A microorganism that is a significant risk to plants, industry, a community or region and is exotic but with a limited ability to spread without the assistance of a vector.

Microorganisms that are carried by invertebrates where the microorganisms are a significant risk to humans or to the environment and are exotic and have the ability to disperse with or without the aid of a vector. They are carried by invertebrates that are able to disperse.

Risk Group 4

A microorganism that usually produces life-threatening human or animal disease, represents a significant risk to laboratory workers and may be readily transmissible from one individual to another. Effective treatment and preventive measures are not usually available.

(high individual and community risk)

A microorganism that is a highly significant risk to plants, industry, a community or region and is exotic and readily spread naturally without the assistance of a vector.

Microorganisms that are carried by invertebrates where the microorganisms are a highly significant risk to humans or to the environment and are exotic and readily able to disperse with or without the aid of a vector. The microorganisms may be carried by invertebrates that are difficult to detect visually.

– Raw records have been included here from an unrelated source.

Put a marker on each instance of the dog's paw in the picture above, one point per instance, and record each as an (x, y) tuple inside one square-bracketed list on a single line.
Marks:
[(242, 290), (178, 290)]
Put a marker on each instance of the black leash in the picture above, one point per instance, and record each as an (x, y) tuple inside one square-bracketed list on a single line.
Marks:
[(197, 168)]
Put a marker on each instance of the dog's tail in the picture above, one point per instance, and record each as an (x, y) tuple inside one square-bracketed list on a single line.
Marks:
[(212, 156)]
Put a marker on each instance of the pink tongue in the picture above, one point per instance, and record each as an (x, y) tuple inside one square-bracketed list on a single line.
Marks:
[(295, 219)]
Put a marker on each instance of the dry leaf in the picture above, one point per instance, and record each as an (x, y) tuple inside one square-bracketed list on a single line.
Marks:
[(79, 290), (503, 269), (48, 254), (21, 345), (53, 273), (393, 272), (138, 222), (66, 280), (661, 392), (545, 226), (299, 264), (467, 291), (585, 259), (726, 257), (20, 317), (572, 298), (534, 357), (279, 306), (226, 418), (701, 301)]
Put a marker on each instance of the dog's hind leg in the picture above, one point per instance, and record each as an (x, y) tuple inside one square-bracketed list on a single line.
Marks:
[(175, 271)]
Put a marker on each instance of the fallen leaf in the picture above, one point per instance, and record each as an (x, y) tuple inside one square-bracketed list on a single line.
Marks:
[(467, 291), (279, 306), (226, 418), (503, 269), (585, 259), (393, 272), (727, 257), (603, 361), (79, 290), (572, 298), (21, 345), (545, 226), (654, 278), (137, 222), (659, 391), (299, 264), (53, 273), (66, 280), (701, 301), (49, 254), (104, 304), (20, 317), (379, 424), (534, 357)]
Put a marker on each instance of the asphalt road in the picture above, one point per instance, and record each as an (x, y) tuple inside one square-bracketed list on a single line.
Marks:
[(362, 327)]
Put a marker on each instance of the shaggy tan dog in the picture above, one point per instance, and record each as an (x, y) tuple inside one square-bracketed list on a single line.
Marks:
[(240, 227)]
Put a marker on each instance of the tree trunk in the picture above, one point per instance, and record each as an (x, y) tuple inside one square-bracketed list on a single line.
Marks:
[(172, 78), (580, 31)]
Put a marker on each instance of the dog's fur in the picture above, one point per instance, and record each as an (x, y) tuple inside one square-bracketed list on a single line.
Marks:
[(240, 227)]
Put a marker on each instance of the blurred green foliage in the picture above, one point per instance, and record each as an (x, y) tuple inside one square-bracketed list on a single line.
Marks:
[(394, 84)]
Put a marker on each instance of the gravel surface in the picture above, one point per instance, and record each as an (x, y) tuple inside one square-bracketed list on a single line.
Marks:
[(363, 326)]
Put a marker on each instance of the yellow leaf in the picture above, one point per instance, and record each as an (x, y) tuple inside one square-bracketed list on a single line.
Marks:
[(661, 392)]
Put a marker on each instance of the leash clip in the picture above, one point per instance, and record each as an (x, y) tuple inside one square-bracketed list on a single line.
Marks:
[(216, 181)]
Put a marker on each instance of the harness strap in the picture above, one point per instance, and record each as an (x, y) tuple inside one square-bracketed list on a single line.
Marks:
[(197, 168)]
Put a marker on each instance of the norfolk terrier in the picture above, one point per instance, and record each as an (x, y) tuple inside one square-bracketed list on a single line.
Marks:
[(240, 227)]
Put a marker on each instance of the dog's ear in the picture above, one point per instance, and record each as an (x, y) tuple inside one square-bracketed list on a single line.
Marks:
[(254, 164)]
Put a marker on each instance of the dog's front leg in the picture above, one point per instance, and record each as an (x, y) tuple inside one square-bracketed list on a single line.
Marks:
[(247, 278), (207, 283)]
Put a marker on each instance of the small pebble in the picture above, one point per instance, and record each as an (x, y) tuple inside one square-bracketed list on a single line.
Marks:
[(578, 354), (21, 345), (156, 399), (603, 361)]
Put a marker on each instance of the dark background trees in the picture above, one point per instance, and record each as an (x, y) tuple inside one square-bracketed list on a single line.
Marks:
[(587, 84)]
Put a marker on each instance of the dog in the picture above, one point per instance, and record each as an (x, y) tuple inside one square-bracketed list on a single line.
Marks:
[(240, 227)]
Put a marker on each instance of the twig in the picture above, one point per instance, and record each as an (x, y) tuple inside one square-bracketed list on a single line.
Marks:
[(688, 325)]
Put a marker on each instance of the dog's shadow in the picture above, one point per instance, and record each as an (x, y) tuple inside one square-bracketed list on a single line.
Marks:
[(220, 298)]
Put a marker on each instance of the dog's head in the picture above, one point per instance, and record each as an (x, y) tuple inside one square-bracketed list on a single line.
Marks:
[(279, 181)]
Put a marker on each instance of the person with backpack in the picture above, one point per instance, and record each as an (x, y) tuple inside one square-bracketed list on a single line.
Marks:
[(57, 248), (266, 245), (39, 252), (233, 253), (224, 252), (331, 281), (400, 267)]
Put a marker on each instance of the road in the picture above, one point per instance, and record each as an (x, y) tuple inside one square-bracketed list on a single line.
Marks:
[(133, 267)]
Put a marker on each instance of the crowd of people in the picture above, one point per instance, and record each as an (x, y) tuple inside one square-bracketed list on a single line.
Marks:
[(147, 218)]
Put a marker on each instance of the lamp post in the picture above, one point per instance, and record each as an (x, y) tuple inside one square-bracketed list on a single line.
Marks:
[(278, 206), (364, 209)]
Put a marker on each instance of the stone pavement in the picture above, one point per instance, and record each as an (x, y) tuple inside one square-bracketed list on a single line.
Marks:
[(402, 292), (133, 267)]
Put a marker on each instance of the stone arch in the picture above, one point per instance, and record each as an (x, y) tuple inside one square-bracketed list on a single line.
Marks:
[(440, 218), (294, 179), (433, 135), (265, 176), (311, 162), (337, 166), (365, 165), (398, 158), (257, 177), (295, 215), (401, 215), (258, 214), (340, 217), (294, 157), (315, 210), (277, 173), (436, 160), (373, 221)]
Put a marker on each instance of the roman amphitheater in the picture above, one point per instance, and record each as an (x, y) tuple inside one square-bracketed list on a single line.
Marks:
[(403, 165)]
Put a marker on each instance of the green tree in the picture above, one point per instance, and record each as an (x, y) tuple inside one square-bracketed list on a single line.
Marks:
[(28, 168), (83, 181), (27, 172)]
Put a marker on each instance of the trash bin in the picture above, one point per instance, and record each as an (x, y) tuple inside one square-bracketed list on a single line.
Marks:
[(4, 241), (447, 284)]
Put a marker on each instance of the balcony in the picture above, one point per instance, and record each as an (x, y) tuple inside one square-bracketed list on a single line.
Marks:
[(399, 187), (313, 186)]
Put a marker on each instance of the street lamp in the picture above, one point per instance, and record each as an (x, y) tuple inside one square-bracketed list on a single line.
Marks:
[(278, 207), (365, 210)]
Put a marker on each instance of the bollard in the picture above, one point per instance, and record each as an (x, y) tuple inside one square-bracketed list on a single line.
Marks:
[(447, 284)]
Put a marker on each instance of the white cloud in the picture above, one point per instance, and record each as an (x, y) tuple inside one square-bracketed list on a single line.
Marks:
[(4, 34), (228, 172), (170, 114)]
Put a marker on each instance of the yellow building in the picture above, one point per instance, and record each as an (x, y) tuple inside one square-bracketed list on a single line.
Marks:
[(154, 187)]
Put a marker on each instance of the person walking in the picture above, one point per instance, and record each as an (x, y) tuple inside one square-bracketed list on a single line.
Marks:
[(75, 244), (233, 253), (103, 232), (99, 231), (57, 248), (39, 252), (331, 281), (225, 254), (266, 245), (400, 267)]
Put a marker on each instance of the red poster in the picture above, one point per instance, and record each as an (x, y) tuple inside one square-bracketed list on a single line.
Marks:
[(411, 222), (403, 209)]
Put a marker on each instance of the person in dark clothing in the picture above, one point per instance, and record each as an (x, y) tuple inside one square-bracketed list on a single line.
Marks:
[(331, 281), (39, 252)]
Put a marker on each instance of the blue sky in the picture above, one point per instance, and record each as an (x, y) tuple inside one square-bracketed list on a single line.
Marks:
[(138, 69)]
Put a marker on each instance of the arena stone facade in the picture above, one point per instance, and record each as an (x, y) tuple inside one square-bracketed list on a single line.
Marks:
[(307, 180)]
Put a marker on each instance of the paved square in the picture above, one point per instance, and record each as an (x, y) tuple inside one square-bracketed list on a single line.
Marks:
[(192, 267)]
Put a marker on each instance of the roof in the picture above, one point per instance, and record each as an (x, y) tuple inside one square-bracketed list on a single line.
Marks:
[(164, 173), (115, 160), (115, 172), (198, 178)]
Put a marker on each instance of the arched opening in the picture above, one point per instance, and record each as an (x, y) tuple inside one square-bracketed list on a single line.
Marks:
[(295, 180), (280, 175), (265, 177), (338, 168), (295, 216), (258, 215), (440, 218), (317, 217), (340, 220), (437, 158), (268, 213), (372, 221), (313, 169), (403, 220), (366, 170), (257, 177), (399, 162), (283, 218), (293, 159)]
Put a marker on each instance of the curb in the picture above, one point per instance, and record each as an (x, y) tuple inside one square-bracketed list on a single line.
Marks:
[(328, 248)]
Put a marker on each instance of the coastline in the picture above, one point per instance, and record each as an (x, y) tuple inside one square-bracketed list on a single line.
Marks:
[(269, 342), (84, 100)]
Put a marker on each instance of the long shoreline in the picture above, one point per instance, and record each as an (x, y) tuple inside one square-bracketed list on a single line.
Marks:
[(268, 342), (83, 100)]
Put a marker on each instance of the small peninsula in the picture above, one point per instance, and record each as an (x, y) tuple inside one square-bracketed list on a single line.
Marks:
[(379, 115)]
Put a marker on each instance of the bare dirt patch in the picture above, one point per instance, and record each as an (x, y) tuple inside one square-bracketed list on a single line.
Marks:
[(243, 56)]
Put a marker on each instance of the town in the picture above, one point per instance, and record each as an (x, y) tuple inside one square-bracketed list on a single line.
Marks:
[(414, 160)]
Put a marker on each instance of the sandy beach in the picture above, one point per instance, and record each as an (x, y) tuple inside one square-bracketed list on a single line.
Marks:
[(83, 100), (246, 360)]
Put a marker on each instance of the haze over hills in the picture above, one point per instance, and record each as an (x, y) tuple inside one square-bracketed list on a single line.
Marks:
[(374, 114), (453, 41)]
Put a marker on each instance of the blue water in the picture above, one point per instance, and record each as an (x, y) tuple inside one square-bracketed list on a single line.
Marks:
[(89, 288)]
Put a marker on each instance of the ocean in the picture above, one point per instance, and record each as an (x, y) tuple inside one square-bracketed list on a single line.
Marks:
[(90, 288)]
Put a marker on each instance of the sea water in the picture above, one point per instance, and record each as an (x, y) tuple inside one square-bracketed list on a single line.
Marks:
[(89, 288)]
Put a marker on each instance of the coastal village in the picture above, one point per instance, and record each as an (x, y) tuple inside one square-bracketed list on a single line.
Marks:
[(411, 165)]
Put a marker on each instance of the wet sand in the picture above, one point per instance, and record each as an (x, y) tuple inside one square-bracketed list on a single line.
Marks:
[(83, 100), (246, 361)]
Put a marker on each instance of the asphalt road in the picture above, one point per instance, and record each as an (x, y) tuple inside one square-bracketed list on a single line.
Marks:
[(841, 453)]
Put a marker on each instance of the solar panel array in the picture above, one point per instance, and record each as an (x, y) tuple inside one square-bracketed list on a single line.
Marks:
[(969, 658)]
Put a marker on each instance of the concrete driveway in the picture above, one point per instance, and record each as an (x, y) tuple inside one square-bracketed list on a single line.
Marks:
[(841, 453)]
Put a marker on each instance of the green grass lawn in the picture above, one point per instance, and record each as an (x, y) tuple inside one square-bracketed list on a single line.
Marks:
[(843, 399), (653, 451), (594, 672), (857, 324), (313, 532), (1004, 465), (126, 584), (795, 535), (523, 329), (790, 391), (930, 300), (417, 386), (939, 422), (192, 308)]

AS/NZS224.3: 2010 gives the risk group for a number of microorganisms or biological agents. In addition, other internationally recognised biological safety references such as the Risk Group Database given by the American Biological Safety Association (ABSA) can be used to determine the risk group.

Strain / Type of the agent

When working with a hazardous microorganism or biological agent, information about the exact strain is important as some strains may be more or less virulent than the wild type strain due to many factors. Some strains may also show host specificity. Therefore the risk of infection and the stringency of the controls needed would vary based on the pathogenicity of the actual strain handled.

Infectious dose and the stability of a biological agent in the environment

Although infectious doses for all biological agents is not always available and could depend on other factors, it is generally accepted that agents that have a low infectious dose pose a higher risk than those with a higher infectious dose.

If a biological agent has the ability to resist environmental stresses and survive outside a culture medium for a long time this will increase the chances of its ability to pass onto a suitable host.

Concentration and volume of the agent / material handled

Pure cultures of biological agents or isolates that have been propagated to high titres pose an increased risk of infection upon exposure, than clinical or environmental samples that may include a lower number of the same pathogenic biological agents.

Generally speaking, higher the volume of a biological material or agent handled, higher the risk of exposure would be.

Routes of exposure

Information about the natural route of infection and other routes of exposure that could result due to laboratory manipulations is important in deciding the appropriate controls that need to be implemented when handling infectious biological agents or material. It is important to remember that factors such as high volume and / or concentration of the material / agent handled, frequent use of a procedure that increase exposure risks can help infectious microorganisms or biological agents to overcome natural barriers and cause an infection through a route that is normally not associated with it. For example, high titre cultures of some arboviruses may be infectious through the respiratory route or through breaks in skin although the natural route of transmission for these viruses is through an inset bite.

Note: Resources such as Pathogen Safety Data Sheets available from the Public Health Agency of Canada, Agent Summary Statements given in the 5th edition of the Biosafety in Microbiological and Biomedical Laboratories (BMBL) can be used to find out more details about microorganisms while resources such as scientific literature, reports published by responsible authorities can be used to find out the potential microorganisms associated with various biological samples like specific human and animal tissues, environmental, food and other samples of a biological origin.